Ma vocation vint de ce plaisir que j’éprouvais à feuilleter les pages des noms propres d’un Larousse de 1970 que nous avions à la maison. Ce dictionnaire était ma bible, j’y vérifiais sans cesse le détail des informations que je glanais dans mes lectures sur les batailles napoléoniennes ou sur les affaires du monde antique. Le nom d’un héros ou d’un général de la Grande Armée que mon Larousse ne cautionnait pas d’une notice me semblait dépourvu de réalité et sujet aux plus graves suspicions, et j’étais en cela semblable au disciple zélé qui a besoin d’en référer à ses livres pour s’assurer de l’orthodoxie de toute information et de tout savoir. C’est au sein de cet immense et minutieux répertoire du savoir humain, parmi les innombrables noms de villes, de pays, de chefs d’État, de sculpteurs, de peintres et d’écrivains, que je repérai un jour de l’été 1971 ou 1972, le premier de mes rois.

À l’heure où certains se déclarent incapables d’allumer encore la radio pour écouter les nouvelles du jour, 

à l’heure où l’effondrement du monde occidental paraît inéluctable, voire, pour d’autres, souhaitable, 

il n’est pas inutile de se pencher sur ces mondes artificiels, ces paradis, produits non par l’usage de substances, mais par la magie de la lecture, de se demander s’ils sont des substituts de l’enfance et combien de temps ils peuvent le rester, du moins quand on a la chance, justement, de pouvoir ne pas grandir trop vite. 

Et puis d’un seul coup, le monde qui servait de décor à tout cela s’écroula. J’en avais été un témoin distrait, mais le bruit qu’il provoqua en s’effondrant me fit lever la tête et ce que je vis alors n’était plus qu’un univers de violence et de mort, et c’est de celui-là que je suis devenu contemporain.

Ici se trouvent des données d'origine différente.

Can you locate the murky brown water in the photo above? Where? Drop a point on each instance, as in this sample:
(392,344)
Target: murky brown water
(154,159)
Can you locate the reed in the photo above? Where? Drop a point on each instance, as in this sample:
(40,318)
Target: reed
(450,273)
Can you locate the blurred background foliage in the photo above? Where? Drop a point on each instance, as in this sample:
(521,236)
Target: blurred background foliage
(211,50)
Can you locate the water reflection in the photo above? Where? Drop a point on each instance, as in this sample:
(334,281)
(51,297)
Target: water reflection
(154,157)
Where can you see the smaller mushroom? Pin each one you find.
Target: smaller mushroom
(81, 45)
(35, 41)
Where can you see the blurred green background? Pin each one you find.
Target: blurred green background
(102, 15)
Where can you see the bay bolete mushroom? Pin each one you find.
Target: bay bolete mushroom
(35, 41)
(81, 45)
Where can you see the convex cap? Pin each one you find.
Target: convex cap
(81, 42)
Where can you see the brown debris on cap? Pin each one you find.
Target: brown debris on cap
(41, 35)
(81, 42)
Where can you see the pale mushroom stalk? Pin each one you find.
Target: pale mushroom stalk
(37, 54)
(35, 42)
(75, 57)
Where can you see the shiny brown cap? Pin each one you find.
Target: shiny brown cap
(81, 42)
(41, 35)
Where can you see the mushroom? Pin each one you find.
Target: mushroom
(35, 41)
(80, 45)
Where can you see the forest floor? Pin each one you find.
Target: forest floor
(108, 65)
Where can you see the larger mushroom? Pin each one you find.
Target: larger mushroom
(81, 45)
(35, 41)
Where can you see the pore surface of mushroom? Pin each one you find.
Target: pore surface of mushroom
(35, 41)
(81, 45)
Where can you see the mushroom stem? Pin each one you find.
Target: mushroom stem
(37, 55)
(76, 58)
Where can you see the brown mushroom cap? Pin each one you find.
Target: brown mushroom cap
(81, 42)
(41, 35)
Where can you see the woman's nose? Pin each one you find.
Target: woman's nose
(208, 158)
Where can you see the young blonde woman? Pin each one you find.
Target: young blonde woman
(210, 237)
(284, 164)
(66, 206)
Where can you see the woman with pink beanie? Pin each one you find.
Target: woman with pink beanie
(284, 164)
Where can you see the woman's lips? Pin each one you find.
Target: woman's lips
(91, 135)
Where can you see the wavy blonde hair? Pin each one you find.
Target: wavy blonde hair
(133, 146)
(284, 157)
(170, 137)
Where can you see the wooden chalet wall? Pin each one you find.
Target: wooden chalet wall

Chaque petit monde, évidemment, tombe d’autant plus bas qu’il est situé plus haut, dans un univers aristocratique de privilégiés, où l’on gagne de l’argent, où l’on parle placements et diversification financière, où l’on a souvent plus d’une langue et plus d’une nationalité, où les rejetons fréquentent le lycée français et peuvent au besoin se réfugier ailleurs. Dans cet univers où la littérature et l’art ont du sens, ce qu’ils n’ont pas partout, le narrateur leur confère un pouvoir extraordinaire : à défaut de changer ce qui nous environne, se transformer soi-même en héros.